桜は、一年でも、立派な不良と化していた。
それどころか、性別も曖昧になった妹は、どうやら弟になってしまった様だ。
彼女みたいなのも家に連れてきた。
私は正直、どうでも良かったし、恭子の言葉を想い出したりもした。

私には幼少期から見てきた桜の凛とした男勝り、そして、飲み込みの早さから見て男の子になるとは思って居たものの、其は私にとって、とんでもない迷惑だった。


香澄「おい。桜。いい加減にしないとブチのめすぞ。そしてお前ら、何年だ?」


私は何故、妹か弟か解らない、桜の為にこんな事を叫ばないといけないのかとフと我にかえる。

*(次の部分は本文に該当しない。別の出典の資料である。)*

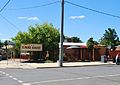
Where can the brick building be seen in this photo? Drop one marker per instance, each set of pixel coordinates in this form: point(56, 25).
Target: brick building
point(79, 52)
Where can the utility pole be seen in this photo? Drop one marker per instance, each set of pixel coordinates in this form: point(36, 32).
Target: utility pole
point(61, 35)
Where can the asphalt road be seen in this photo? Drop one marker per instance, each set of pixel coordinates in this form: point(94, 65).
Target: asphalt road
point(92, 75)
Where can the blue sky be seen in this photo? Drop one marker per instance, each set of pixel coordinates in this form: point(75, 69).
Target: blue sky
point(78, 21)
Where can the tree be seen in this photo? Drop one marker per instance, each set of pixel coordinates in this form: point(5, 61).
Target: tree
point(45, 34)
point(110, 38)
point(1, 44)
point(90, 46)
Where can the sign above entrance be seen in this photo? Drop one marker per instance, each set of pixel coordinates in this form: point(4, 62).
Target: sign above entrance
point(31, 47)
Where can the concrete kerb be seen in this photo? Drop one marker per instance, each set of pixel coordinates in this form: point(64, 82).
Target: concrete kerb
point(18, 65)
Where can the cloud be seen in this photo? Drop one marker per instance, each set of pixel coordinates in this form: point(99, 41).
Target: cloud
point(77, 17)
point(29, 18)
point(33, 18)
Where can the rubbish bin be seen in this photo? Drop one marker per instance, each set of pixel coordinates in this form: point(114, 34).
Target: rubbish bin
point(104, 58)
point(118, 61)
point(0, 57)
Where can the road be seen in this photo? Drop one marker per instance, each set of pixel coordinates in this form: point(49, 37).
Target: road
point(89, 75)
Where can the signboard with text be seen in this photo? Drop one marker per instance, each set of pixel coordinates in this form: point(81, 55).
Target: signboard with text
point(31, 47)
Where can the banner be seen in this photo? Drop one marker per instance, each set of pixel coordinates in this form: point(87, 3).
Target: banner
point(31, 47)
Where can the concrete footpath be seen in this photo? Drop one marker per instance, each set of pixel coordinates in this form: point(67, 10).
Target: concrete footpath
point(17, 64)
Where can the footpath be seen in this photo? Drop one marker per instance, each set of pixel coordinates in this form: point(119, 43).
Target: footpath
point(17, 64)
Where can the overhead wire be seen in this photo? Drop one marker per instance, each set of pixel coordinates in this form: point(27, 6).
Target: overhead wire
point(100, 12)
point(32, 7)
point(4, 5)
point(9, 22)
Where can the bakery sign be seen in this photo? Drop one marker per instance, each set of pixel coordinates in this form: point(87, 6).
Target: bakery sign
point(31, 47)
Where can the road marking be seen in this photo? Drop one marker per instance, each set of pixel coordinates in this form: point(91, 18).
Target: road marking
point(20, 81)
point(26, 84)
point(8, 75)
point(72, 79)
point(11, 76)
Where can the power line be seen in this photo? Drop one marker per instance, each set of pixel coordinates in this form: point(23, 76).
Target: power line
point(32, 7)
point(100, 12)
point(4, 5)
point(9, 22)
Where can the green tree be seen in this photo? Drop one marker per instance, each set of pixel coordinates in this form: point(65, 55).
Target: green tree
point(110, 38)
point(45, 34)
point(1, 44)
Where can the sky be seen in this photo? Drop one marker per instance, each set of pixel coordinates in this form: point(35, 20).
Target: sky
point(78, 22)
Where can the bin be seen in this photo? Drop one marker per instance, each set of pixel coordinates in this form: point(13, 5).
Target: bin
point(104, 58)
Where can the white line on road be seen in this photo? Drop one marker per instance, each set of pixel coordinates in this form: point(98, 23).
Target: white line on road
point(72, 79)
point(8, 75)
point(26, 84)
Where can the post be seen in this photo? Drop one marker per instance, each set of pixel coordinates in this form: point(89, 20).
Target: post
point(61, 35)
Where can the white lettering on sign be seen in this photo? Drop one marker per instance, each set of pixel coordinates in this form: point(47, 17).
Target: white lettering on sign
point(31, 47)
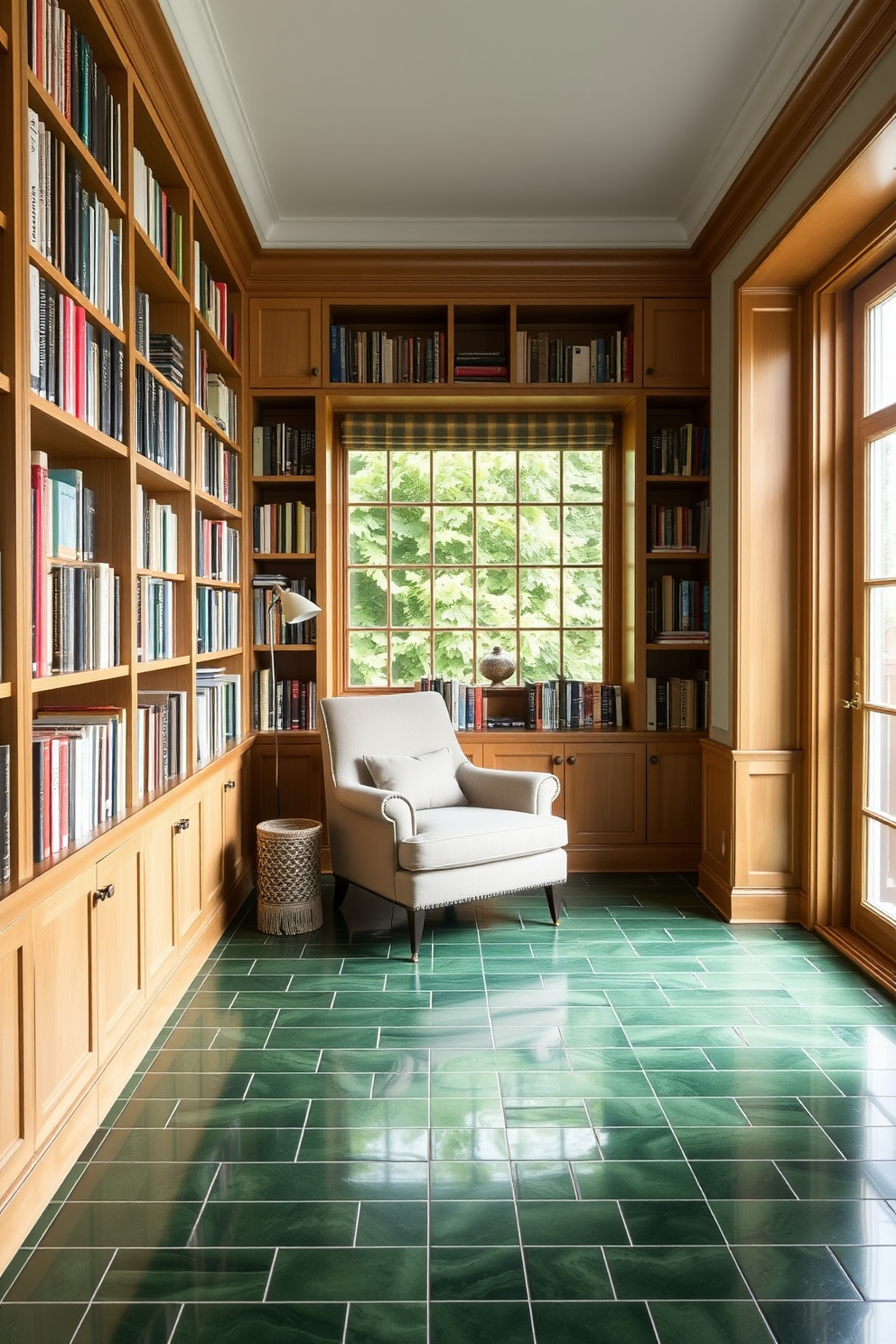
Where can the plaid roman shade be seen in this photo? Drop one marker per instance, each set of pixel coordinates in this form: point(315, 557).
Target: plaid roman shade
point(466, 430)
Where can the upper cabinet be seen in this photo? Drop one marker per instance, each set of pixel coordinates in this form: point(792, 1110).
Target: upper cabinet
point(676, 343)
point(285, 343)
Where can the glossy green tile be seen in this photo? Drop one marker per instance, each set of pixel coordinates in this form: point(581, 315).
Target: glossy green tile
point(121, 1225)
point(262, 1322)
point(393, 1322)
point(586, 1222)
point(675, 1272)
point(366, 1273)
point(135, 1322)
point(275, 1223)
point(218, 1274)
point(742, 1181)
point(670, 1223)
point(575, 1273)
point(39, 1322)
point(393, 1223)
point(480, 1322)
point(835, 1322)
point(636, 1181)
point(543, 1181)
point(473, 1223)
point(359, 1181)
point(614, 1322)
point(714, 1322)
point(807, 1222)
point(872, 1269)
point(60, 1275)
point(794, 1272)
point(477, 1273)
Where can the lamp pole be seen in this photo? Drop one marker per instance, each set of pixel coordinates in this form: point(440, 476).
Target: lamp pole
point(293, 611)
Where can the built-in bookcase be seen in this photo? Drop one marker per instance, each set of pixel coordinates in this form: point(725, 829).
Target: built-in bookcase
point(154, 456)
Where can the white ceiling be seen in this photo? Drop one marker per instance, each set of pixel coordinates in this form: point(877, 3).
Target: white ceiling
point(492, 123)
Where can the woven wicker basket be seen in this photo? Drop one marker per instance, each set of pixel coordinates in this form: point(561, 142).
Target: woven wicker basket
point(289, 871)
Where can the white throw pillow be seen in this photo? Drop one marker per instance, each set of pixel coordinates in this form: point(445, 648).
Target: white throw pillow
point(426, 781)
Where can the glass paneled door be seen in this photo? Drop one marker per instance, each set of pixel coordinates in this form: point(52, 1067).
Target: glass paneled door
point(873, 691)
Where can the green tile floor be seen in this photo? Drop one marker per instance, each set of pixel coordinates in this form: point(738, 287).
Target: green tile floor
point(639, 1126)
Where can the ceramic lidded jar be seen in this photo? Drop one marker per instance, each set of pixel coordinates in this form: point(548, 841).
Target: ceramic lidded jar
point(498, 666)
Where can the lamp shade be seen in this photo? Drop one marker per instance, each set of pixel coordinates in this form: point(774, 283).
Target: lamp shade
point(293, 606)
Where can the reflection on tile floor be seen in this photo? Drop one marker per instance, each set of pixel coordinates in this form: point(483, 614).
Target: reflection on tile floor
point(639, 1126)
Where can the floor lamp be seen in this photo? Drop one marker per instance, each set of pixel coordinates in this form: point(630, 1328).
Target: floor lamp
point(293, 611)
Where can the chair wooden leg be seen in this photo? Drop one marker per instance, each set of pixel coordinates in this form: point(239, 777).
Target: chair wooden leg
point(415, 919)
point(341, 890)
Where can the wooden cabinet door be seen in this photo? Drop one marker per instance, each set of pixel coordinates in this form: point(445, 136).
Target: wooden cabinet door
point(605, 803)
point(212, 824)
point(676, 343)
point(234, 812)
point(673, 793)
point(120, 945)
point(160, 911)
point(65, 1029)
point(188, 868)
point(285, 343)
point(16, 1050)
point(546, 757)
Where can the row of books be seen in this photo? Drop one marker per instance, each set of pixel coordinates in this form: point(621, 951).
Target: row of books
point(676, 527)
point(69, 530)
point(217, 467)
point(74, 364)
point(217, 620)
point(283, 451)
point(214, 397)
point(210, 296)
point(162, 738)
point(372, 357)
point(154, 619)
point(162, 424)
point(677, 611)
point(217, 711)
point(542, 358)
point(63, 62)
point(69, 226)
point(217, 550)
point(288, 528)
point(156, 534)
point(303, 632)
point(157, 218)
point(678, 703)
point(294, 705)
point(79, 773)
point(678, 451)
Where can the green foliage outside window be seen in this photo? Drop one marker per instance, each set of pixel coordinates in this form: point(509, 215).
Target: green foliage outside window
point(452, 553)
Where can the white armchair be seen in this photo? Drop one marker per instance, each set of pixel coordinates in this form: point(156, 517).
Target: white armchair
point(411, 820)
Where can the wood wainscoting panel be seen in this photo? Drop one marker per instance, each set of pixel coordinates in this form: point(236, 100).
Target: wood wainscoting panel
point(16, 1050)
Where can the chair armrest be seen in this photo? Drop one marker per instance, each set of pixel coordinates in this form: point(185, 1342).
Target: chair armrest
point(379, 803)
point(515, 790)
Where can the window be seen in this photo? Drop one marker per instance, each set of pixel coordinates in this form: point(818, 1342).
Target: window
point(468, 530)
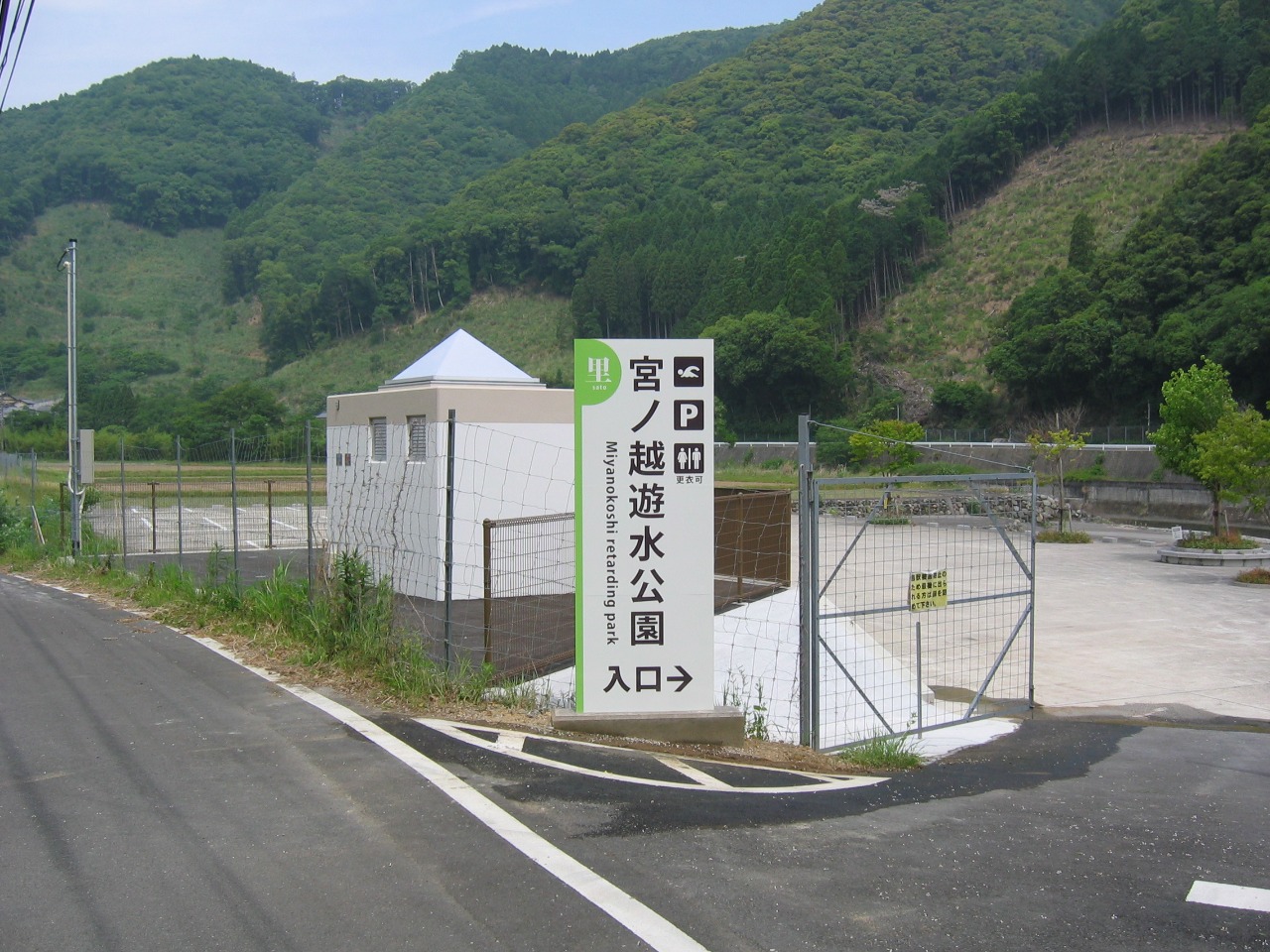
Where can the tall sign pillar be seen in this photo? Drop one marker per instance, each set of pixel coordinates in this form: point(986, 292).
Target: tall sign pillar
point(644, 430)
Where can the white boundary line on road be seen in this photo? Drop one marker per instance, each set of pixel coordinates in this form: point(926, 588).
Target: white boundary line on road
point(1220, 893)
point(649, 927)
point(512, 743)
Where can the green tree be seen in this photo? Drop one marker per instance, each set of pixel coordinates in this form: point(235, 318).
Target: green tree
point(1236, 456)
point(771, 367)
point(887, 447)
point(1058, 447)
point(1082, 249)
point(1194, 402)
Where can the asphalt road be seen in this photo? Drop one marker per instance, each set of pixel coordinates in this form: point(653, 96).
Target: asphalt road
point(154, 794)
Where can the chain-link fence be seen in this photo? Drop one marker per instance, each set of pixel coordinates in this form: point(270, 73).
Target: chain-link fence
point(919, 599)
point(246, 504)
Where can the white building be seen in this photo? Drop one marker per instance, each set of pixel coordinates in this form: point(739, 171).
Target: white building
point(389, 458)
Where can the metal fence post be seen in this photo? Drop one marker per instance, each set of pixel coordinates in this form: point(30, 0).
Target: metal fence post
point(488, 548)
point(807, 585)
point(309, 504)
point(181, 522)
point(449, 535)
point(234, 500)
point(123, 509)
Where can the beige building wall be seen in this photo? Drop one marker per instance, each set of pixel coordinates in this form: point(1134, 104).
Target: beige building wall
point(513, 457)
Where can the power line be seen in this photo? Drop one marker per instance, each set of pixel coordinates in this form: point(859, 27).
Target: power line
point(8, 32)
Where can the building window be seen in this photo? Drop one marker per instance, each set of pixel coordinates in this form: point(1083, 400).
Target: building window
point(379, 438)
point(418, 426)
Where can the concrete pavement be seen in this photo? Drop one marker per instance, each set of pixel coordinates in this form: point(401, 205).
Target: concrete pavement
point(1123, 634)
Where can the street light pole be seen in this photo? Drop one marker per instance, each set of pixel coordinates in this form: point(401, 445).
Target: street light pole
point(72, 483)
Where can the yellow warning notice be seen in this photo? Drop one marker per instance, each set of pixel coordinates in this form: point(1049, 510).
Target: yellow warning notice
point(928, 590)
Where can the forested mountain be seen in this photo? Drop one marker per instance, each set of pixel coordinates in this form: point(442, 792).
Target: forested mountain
point(1192, 280)
point(303, 172)
point(672, 212)
point(775, 199)
point(492, 107)
point(176, 144)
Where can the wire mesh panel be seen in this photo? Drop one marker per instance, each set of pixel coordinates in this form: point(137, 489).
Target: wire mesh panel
point(924, 602)
point(245, 498)
point(529, 601)
point(418, 520)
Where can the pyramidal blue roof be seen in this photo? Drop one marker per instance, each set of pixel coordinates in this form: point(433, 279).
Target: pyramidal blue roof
point(460, 358)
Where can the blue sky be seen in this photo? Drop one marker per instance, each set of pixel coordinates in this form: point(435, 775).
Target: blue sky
point(73, 44)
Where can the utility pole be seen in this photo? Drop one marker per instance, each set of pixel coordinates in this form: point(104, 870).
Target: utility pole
point(72, 483)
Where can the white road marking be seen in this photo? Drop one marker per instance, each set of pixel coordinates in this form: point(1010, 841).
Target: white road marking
point(694, 778)
point(693, 774)
point(649, 927)
point(1219, 893)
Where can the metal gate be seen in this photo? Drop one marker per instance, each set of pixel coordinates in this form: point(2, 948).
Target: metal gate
point(917, 599)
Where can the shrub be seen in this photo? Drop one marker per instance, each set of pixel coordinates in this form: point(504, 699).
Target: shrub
point(1056, 536)
point(1216, 543)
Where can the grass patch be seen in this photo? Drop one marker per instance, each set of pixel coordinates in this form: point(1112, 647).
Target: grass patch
point(894, 753)
point(341, 633)
point(1070, 537)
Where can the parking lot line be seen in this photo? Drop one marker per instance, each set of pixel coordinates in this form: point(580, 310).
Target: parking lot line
point(1220, 893)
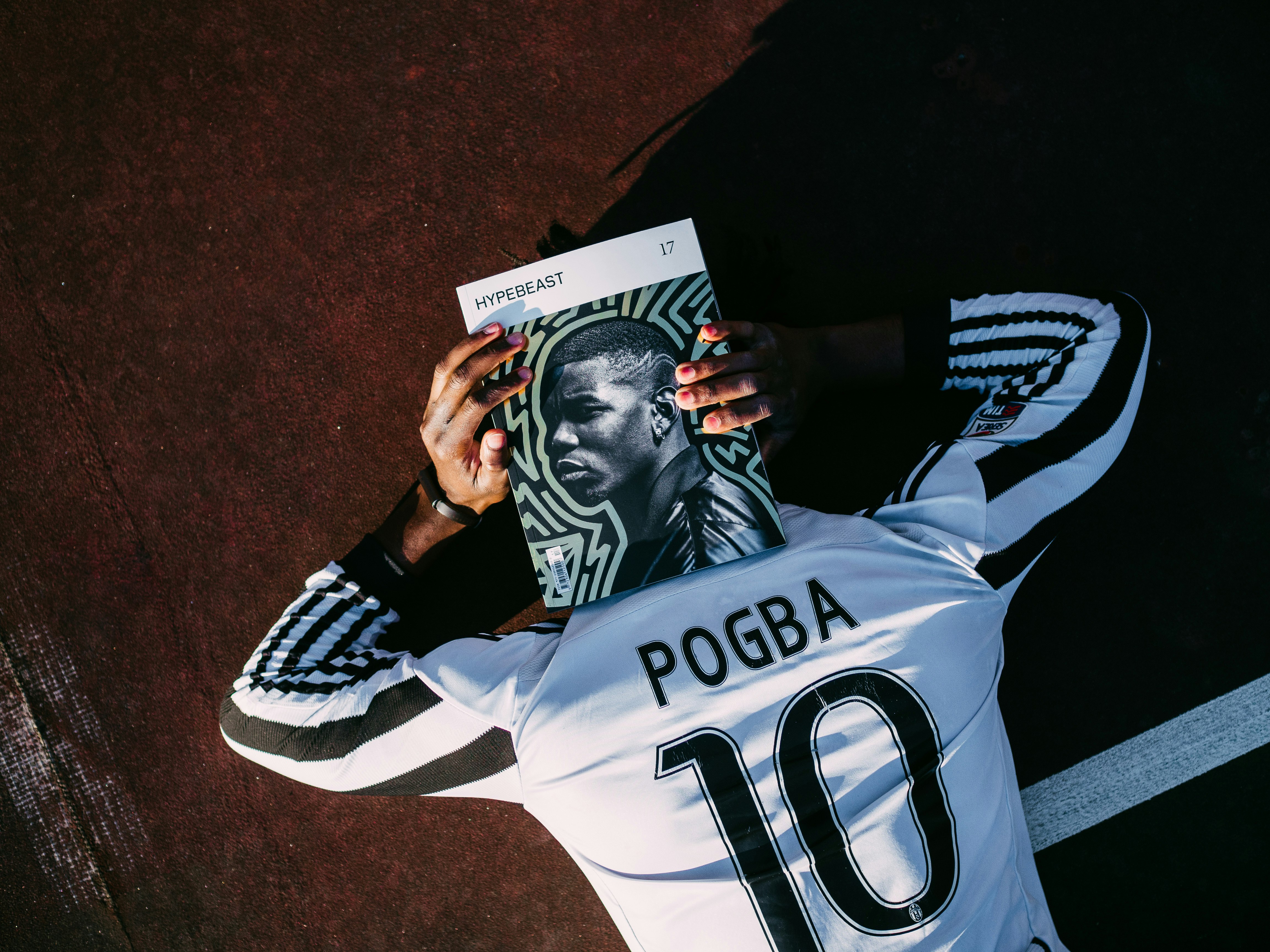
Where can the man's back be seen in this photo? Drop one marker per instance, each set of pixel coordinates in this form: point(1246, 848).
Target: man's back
point(850, 658)
point(795, 751)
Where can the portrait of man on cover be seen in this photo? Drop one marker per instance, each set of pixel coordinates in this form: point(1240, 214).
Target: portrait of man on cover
point(615, 433)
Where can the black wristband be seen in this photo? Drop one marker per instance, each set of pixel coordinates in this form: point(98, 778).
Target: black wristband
point(436, 496)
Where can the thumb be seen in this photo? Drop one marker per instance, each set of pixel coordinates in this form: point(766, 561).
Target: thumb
point(493, 452)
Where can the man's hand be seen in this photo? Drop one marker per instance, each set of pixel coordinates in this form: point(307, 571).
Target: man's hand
point(769, 379)
point(774, 374)
point(470, 473)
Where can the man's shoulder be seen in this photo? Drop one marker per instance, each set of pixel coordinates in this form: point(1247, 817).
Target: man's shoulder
point(717, 499)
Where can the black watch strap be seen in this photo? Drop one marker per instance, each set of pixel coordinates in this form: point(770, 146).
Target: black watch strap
point(436, 496)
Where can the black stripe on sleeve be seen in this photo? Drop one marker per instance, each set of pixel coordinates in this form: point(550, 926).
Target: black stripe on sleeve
point(1000, 320)
point(310, 604)
point(1001, 370)
point(333, 740)
point(355, 631)
point(1004, 567)
point(1024, 342)
point(355, 675)
point(1010, 465)
point(489, 754)
point(316, 631)
point(1056, 374)
point(926, 469)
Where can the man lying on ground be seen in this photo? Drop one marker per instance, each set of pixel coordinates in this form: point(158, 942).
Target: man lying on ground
point(801, 750)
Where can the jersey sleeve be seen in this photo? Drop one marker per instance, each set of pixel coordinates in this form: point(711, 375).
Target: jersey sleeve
point(319, 702)
point(1062, 376)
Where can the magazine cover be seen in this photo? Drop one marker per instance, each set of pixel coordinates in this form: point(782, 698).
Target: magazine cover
point(618, 487)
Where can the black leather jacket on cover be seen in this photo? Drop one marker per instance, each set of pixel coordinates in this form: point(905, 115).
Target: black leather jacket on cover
point(713, 522)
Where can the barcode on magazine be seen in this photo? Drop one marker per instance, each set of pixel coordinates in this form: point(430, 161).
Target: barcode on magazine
point(555, 559)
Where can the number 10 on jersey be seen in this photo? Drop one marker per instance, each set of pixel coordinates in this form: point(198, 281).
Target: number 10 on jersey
point(742, 822)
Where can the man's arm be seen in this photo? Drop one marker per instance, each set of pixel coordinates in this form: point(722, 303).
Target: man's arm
point(321, 702)
point(1062, 375)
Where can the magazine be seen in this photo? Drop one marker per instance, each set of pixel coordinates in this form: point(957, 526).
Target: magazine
point(617, 487)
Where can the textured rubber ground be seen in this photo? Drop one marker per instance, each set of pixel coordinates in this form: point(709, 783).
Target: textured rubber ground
point(232, 235)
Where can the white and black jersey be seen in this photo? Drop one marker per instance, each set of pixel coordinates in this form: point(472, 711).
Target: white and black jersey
point(797, 751)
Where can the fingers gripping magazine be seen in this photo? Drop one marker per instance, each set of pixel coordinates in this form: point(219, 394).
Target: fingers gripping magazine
point(617, 487)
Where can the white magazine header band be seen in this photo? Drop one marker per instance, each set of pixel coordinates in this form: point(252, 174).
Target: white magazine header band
point(583, 276)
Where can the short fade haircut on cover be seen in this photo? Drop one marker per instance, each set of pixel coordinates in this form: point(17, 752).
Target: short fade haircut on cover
point(634, 351)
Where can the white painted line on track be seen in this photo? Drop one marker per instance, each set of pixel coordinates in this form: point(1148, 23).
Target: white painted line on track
point(1147, 766)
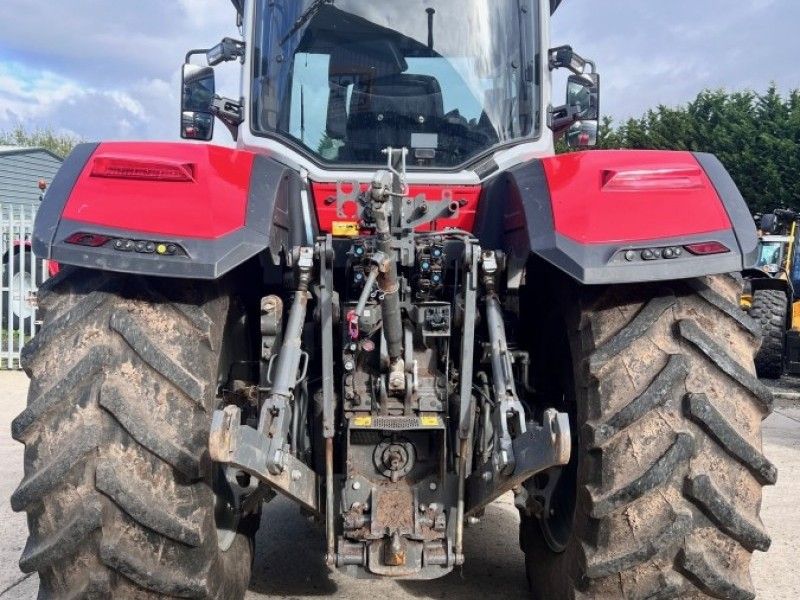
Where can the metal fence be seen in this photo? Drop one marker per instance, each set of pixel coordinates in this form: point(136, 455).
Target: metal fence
point(22, 273)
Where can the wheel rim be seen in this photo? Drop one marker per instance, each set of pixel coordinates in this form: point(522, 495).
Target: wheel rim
point(560, 489)
point(558, 518)
point(227, 506)
point(21, 287)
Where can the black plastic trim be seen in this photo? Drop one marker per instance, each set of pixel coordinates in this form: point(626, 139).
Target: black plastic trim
point(735, 205)
point(49, 214)
point(206, 259)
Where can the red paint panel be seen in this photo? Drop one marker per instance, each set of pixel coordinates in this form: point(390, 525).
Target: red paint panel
point(208, 205)
point(618, 196)
point(466, 195)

桜「あっあ…姉貴、御免!!いや、同級生がウチに喧嘩売って来るもんだから。」

香澄「とりあえず…桜の事は構うなよ。あと、ガキ共。あたしの事、何だと思ってんの?桜を三年の廊下迄連れて来るぐらい根性ねぇって事だよな?」


桜の事も言えたモンじゃないってぐらい、私も有名になっていた。
別になんて事をしてる訳じゃないんだけれども、外見のせいと、多分、紀一や恭子の言葉遣いが私に住みついたせいなんだろうと自己解釈した。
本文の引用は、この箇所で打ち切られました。